April 6, 2013 at 12:09 PMMichele Mottini

Besides writing the blog I'd like to play a bit with the platform itself, so I wanted blogging software I can work with and not just a shrink-wrapped hosted solution.

I am a .NET/C#/Windows developer, so I looked for .NET-based stuff.

At first I tried FunnelWeb: it is a modern .NET MVC application, geared for programmers (uses Markdown for the posts for example).  It is quite basic in terms of features, requires a SQL database and the community / support does not seem very active, so I dropped it.

I switched to BlogEngine.Net: it is not MVC, but it is a more mature and full-featured product, with a bigger and more active community. As a further plus (for me) it does not require a SQL database.

BlogEngine.NET is the brainchild of Mads Kristensen, the author of the - essential - Web Essentials Visual Studio add-in.

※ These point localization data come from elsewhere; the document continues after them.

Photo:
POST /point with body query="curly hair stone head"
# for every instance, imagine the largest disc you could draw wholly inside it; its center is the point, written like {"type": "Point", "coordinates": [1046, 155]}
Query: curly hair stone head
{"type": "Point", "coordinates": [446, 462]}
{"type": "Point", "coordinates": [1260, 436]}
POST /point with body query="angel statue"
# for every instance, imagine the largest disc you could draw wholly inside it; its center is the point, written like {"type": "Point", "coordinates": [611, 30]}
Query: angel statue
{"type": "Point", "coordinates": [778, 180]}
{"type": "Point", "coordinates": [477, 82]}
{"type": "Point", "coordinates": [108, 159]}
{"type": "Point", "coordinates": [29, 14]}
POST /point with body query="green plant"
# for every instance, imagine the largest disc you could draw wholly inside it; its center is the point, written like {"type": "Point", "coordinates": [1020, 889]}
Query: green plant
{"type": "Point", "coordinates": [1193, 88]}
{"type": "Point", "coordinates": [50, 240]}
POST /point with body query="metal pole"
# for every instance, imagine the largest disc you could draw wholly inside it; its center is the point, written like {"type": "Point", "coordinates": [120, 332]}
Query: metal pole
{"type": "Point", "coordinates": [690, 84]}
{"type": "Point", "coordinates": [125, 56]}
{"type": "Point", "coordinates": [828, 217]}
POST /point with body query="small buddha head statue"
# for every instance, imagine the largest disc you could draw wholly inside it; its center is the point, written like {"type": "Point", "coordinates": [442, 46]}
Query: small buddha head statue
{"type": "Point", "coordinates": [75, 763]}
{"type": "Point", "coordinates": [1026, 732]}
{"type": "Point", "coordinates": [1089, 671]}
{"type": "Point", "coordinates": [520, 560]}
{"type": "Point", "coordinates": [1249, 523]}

Selected the software, I needed a hosting service. Some initial searches led me to this gallery of hosting services supporting .NET; after some further not-very-scientific searches there I settled to SmarterAsp.NET. The amount of choice is quite overwhelming: I was not expecting so many different hosting services.

So far I am happy with SmarterAsp: they offer a 60 day trial, the setup was easy and the dashboard used  to manage your sites is pretty nice. It might be a tad slow, I am not sure yet.

SmarterAsp offers a number of pre-configured application that can be installed automatically - including BlogEngine.NET, but for some reason their installation script configures it to use a SQL database instead than the file system. That seems overkill for my needs, so I ended up doing a manual installation, that in any case is very easy.

Last step: select a domain name. michelemottini.com seemed too long, I frequently use 'mimo' as my handle, but mimo.com is already taken, so I went for mimosite.com. I bough it directly via SmarterAsp, and I was good to go almost immediately.